Industry • Best Practice

No Plan B: Adopting the Success Mindset

Adopting a healthy success mindset can help your salon overcome just about any challenge

How do you create a successful salon enterprise? We’ve previously tackled many strategies and techniques, but sometimes the simplest solution is believing in your plan. Adopting a success mindset — in which you commit wholeheartedly to a specific objective — can see you through a surprising number of challenges.

Now, we’re not suggesting Rhonda Byrne’s self-help book The Secret is a how-to guide for salon management, but you can accomplish great things with single-minded dedication. In fact, at least one academic study proved that having backup plans — even thinking about them — makes humans less effective at completing an assigned task.

Does that mean salon owners can leap into the fray without creating contingency plans? Of course not! After all, contingencies are why salon owners can benefit from the Paycheck Protection Program during a crisis. What’s more, a failure to plan is still planning for failure. If you cannot adapt budgeting or stylist retention strategies to address changing circumstances, you’ll likely lose out to a competitor who will.
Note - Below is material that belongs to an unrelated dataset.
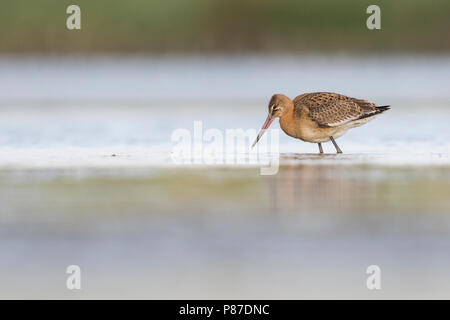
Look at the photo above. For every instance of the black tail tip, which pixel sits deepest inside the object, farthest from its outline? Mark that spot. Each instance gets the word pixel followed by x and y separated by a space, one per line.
pixel 383 108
A success mindset simply means using the right mental process to overcome challenges and obstacles. Easier said than done, perhaps, but it’s something the most accomplished leaders in history all achieved. So, where do you start?

Set clear goals

If you want to create a successful salon, you need to know what a successful salon looks like. How much revenue does it earn? What is its regular client percentage? Can it expand to new locations? Each salon owner will have different responses for each question — or other goals altogether — but knowing the answers is the first step to realizing them. One key to goal setting is to make them S.M.A.R.T.: Specific, Measurable, Attainable, Relevant, and Time-based.

Be rigid with goals, flexible with plans

Have you identified your clear and specific goals? Do. Not. Change. Them. Goals are your benchmark for measuring success, making them the only way to guarantee you’re on the right path. If you want to increase the likelihood of success, you’ll have to be rigidly committed to achieving them.

Business plans are a little different because they need to be flexible for evolving circumstances. Think of goals as destinations and plans as directions — you can change direction if you get lost, but if your destination keeps shifting, you’ll never get anywhere.

Practice productive criticism

Often, the hardest part of any business plan is being self-critical about it. Criticism doesn’t mean being negative or putting yourself down — it’s about being honest enough to judge what works and what doesn’t. If you aren’t learning and growing as a leader, you won’t be able to adapt successfully.

An excellent place to start is creating opportunities for feedback, whether from clients or stylists. Effective listening can help you improve as a leader and creates stronger ties with staff and your community. Even better, you might gain solutions to problems that you’d never previously considered.

Remember: success isn’t something tangible you can hold. It’s a process that helps you achieve your goals. At the end of the day, adopting a success mindset is training yourself to follow that process in the most effective way.